L’assassino torna sempre sul luogo del delitto. E io sono tornato alla Table, ma stavolta non mi sono fatto accompagnare da
Artophin e non sono andato con il “tre ruote” Piaggio di Jaina.
Sono andato da solo, facendomi portare da Sambendaty, il nostro
conducente di “pousse pousse” di fiducia. Trattandosi di forza
motrice umana, a differenza di quella del “Bajaji” di Jaina, il
prezzo è stato di un terzo inferiore. E ho pure risparmiato sulla
guida. Poiché, quando ci si immerge nella natura, specie quella dei
tropici, si hanno sempre delle sorprese, stavolta mi è capitato di
avere incontri ravvicinati con due serpentelli, talmente confidenti
che mi è stato possibile anche toccarli sulla coda. Ovviamente, non
sono stati fermi a farsi fotografare troppo a lungo, ma il risultato,
sul piano fotografico, c’è. Come in Sardegna non ci sono vipere,
così in Madagascar non ci sono serpenti velenosi. In entrambi i casi
si tratta di isole e forse qui sta la spiegazione. Di “sondro”,
piccole lucertole marrone scuro, ce n’erano parecchie, sia oggi che
il 2 maggio. Di “dangalie” invece non ne ho viste, o perché fa
troppo freddo per loro, essendo inverno, o perché non è il loro
ambiente prediletto, che è quello della foresta spinosa o i terreni
golenali, sabbiosi. Anche le “dangalie” sono piccole lucertole
con un occhio vestigiale in cima della testa.
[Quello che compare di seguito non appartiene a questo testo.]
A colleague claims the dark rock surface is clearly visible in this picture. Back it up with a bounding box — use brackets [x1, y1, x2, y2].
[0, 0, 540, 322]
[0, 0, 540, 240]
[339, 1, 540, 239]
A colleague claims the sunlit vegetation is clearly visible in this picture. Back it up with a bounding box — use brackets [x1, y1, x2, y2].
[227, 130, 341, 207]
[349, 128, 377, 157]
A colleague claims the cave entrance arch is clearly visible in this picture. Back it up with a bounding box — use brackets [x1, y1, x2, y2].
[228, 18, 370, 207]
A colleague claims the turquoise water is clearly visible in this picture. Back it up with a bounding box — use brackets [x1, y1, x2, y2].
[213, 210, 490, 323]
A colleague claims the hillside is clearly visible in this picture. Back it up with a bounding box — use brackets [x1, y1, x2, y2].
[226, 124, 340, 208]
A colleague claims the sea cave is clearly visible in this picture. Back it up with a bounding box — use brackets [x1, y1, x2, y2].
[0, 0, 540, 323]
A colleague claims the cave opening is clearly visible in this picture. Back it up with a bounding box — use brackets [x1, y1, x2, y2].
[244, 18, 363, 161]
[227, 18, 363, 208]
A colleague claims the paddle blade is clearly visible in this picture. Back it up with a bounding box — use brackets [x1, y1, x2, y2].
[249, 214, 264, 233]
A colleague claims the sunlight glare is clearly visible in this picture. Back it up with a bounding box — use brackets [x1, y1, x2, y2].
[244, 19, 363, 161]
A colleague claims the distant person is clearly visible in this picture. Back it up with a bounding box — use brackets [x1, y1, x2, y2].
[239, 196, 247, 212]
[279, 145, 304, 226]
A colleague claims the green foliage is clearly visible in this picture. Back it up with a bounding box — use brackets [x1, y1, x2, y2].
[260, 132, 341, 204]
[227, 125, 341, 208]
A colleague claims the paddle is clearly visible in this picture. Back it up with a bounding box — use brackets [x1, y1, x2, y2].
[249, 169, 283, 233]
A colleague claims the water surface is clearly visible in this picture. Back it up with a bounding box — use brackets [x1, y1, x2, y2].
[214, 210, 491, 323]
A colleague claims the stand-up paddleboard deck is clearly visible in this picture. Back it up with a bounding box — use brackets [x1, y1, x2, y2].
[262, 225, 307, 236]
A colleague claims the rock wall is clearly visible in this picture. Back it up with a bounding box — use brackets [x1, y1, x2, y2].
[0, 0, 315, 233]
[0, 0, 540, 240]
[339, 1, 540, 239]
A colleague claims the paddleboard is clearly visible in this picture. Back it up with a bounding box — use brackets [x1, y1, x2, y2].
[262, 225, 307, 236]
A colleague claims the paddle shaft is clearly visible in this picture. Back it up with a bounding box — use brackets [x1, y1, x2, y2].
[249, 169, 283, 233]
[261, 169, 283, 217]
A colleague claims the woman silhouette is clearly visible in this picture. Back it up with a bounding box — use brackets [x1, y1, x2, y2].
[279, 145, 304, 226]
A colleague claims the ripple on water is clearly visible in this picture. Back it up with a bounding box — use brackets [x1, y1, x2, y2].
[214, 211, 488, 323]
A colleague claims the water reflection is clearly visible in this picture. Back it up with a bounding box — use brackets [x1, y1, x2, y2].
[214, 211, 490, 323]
Un’altra sorpresa è stata il ritrovamento di un teschio di
cinghiale. Artophin, quando martedì scorso abbiamo trovato degli
escrementi fra le fratte, mi ha detto che erano del “kisoa nhala”,
maiale di foresta, ma mostrando la foto del teschio a Tina, costei mi
dice che il suo nome corretto è “lambo”. Probabilmente, valgono
entrambe le dizioni. Viste le perfette condizioni in cui si trovava
il “karandoa” (teschio) di cinghiale, un pensierino per
portarmelo in Italia confesso che l’ho fatto. Ma poi ha prevalso la
ragionevolezza e l’ho lasciato a casa sua, ai piedi di un albero,
vuoi perché mi porterebbe via troppo spazio in valigia, vuoi perché
con molte probabilità mi verrebbe sequestrato in aeroporto. Già
dovrò, mio malgrado, “ungere le ruote” dei doganieri e dei
funzionari del ministero delle miniere, per i campioni di minerali
che avrò con me, e non vorrei perciò mettermi nei casini per un
teschio di cinghiale, souvenir abbastanza insolito per un turista
normale. Ma io, comunque, turista normale, non lo sono.
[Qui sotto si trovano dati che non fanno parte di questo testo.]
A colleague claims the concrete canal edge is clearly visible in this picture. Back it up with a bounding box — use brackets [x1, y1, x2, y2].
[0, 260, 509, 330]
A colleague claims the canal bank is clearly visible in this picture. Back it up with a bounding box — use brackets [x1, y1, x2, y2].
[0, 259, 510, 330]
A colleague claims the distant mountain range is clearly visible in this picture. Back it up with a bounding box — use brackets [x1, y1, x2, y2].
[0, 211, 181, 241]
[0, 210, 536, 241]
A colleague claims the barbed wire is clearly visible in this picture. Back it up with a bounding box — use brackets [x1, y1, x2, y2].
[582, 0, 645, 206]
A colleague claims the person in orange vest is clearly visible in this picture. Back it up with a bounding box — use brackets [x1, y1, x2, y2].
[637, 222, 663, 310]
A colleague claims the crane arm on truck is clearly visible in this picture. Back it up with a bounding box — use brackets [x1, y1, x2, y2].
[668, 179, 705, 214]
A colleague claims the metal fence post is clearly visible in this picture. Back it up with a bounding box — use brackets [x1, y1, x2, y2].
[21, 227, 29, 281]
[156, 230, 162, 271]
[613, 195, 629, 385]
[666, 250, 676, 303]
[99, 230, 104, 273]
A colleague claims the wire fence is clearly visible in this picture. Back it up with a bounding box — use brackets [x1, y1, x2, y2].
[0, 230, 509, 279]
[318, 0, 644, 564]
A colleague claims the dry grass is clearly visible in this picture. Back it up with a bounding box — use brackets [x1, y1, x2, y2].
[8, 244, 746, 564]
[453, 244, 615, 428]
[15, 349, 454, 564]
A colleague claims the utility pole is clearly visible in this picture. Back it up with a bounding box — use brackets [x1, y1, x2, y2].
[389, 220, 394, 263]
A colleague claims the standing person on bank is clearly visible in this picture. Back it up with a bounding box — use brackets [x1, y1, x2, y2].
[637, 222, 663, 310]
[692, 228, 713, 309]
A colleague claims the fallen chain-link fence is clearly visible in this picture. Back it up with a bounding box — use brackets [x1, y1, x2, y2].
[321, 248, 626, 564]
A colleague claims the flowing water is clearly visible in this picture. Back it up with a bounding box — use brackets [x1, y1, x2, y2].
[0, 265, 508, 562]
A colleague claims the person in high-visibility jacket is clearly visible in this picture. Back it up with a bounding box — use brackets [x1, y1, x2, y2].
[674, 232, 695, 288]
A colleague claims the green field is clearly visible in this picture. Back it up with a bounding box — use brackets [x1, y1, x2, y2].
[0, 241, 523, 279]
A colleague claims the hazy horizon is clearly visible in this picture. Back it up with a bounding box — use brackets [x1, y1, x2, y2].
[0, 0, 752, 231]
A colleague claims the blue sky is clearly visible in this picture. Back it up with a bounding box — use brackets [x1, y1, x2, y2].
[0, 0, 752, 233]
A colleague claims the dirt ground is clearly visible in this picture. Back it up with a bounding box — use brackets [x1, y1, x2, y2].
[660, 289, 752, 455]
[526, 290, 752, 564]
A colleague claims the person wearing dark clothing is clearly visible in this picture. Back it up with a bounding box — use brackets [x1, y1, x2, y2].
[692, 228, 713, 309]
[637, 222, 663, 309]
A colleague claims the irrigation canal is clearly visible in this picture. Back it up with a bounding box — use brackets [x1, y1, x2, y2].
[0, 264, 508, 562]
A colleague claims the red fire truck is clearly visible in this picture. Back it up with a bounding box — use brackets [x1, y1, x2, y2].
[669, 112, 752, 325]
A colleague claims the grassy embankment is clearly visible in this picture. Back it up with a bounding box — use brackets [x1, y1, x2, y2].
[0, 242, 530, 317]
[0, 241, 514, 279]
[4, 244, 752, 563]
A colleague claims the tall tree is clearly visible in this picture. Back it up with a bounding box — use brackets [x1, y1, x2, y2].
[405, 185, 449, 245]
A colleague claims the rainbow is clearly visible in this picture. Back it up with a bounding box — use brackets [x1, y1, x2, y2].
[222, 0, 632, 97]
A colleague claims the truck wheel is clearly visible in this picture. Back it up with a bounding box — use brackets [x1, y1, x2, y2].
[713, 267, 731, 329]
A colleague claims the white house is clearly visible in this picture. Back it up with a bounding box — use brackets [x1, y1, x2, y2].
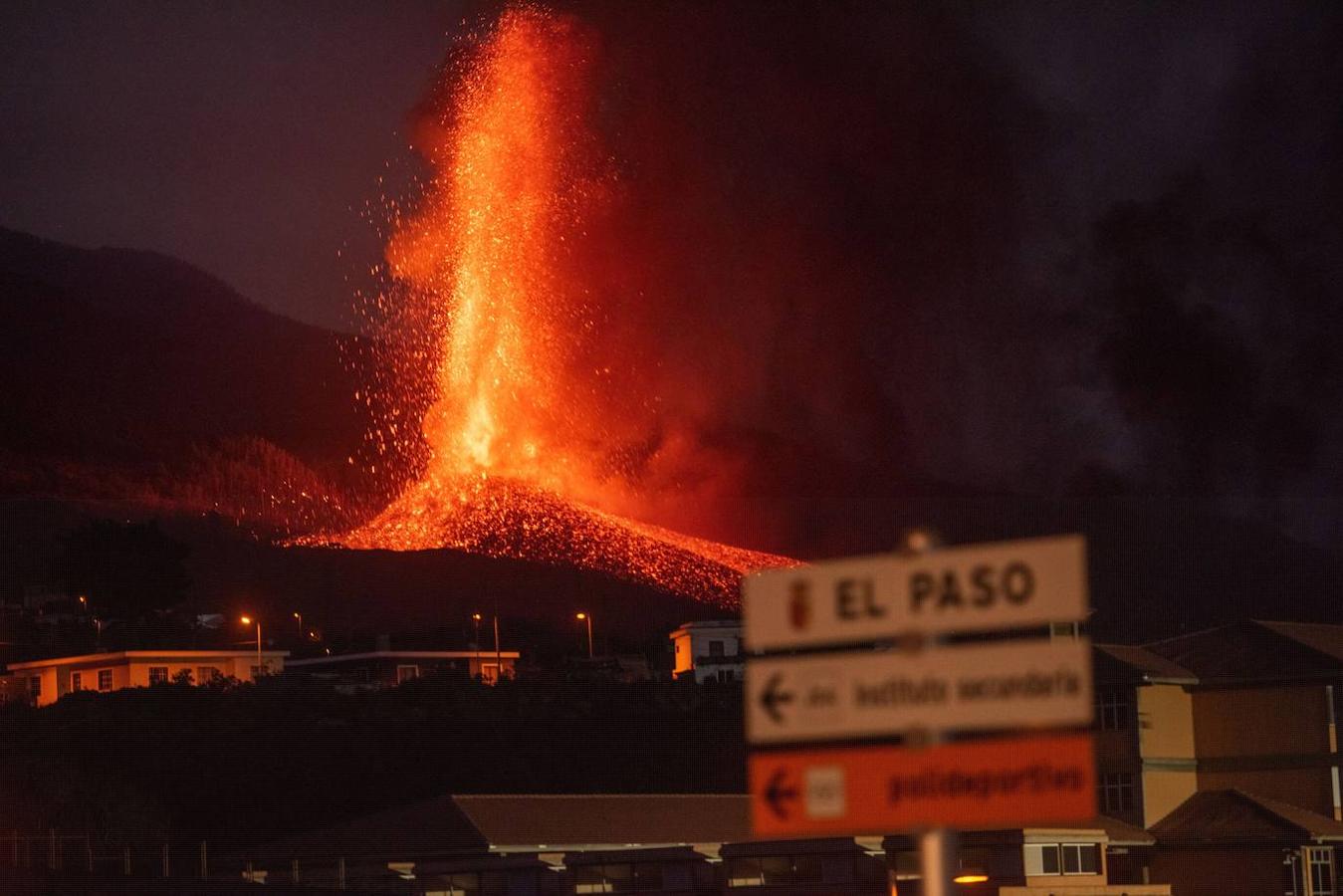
[8, 650, 289, 707]
[667, 619, 746, 684]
Infine, altro piccolo enigma, direi decisamente inquietante. Li
avevo notati già anni fa e sono molto temuti anche dalla gente.
Artophin dice che sono pericolosi per topi e uccelli. E’ facile
immaginare perché, con quei piccoli, atroci uncini che hanno.
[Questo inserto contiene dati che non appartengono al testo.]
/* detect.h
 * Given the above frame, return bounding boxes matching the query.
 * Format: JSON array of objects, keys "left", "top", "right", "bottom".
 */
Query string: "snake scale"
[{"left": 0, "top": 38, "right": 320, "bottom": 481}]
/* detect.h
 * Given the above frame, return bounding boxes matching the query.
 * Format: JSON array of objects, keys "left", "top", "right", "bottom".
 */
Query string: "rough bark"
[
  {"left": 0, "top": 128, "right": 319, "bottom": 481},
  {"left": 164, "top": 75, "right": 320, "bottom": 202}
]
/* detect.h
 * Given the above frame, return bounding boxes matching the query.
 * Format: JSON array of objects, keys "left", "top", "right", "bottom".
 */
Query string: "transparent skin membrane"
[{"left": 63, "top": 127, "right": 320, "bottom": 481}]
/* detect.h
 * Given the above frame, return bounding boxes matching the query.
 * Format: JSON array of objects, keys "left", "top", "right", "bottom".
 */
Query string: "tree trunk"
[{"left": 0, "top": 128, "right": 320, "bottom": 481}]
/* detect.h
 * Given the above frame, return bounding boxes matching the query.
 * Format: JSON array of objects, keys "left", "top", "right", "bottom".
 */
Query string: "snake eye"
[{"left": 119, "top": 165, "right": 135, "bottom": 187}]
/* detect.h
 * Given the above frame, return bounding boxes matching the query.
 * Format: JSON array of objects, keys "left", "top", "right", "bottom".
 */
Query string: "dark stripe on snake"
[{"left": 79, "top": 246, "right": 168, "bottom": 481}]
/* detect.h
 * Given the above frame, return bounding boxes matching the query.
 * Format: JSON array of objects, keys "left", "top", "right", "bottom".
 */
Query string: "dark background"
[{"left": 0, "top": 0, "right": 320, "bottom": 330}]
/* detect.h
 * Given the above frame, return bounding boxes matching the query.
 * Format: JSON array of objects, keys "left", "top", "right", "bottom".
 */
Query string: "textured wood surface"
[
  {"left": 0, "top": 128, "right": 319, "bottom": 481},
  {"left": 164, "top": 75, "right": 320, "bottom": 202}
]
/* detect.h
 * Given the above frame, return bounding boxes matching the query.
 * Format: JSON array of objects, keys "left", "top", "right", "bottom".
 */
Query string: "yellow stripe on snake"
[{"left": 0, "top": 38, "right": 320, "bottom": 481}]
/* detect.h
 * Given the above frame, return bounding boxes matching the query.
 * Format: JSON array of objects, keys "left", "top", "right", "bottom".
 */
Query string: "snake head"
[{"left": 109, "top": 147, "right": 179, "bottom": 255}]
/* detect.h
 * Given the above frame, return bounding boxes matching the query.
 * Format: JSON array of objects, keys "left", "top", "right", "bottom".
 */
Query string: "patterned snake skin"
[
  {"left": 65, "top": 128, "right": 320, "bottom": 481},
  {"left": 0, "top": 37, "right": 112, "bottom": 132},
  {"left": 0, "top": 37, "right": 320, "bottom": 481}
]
Eppure, la diffusione di semi mediante animali è un fenomeno molto
diffuso in natura. Si chiama “diffusione zoocora”, ma in questo
caso porta alla morte topi e uccelli, segno che semi così terribili
sono destinati ad essere trasportati da grossi animali. Forse proprio
dall’uccello elefante, di cui oggi ho trovato 26 frammenti di uovo,
estinto da tre secoli. L’Aepiornis maximus è scomparso, ma non i
semi che la natura aveva previsto trasportasse, per aiutare la pianta
nella sua riproduzione. Ecco, a proposito di questa pianta, c’è un
enigma nell’enigma: Sambendaty la chiama “atata mbolé”, mentre
Tina la chiama “farehitra”. Delle due l’una: o sono i nomi di
dialetti diversi (Sambendaty è Antandroy, mentre Tina è Tanalana),
o stiamo parlando di due piante diverse. Ad ogni modo, ho usato mille
precauzioni per togliermi quel grosso seme uncinato dai pantaloni,
servendomi di un bastone. Se vi verrà voglia di fare una passeggiata
alla Table, per lo meno in quella zona lì, state attenti a dove vi
sedete. C’è una marea di grossi diabolici semi che vi aspetta.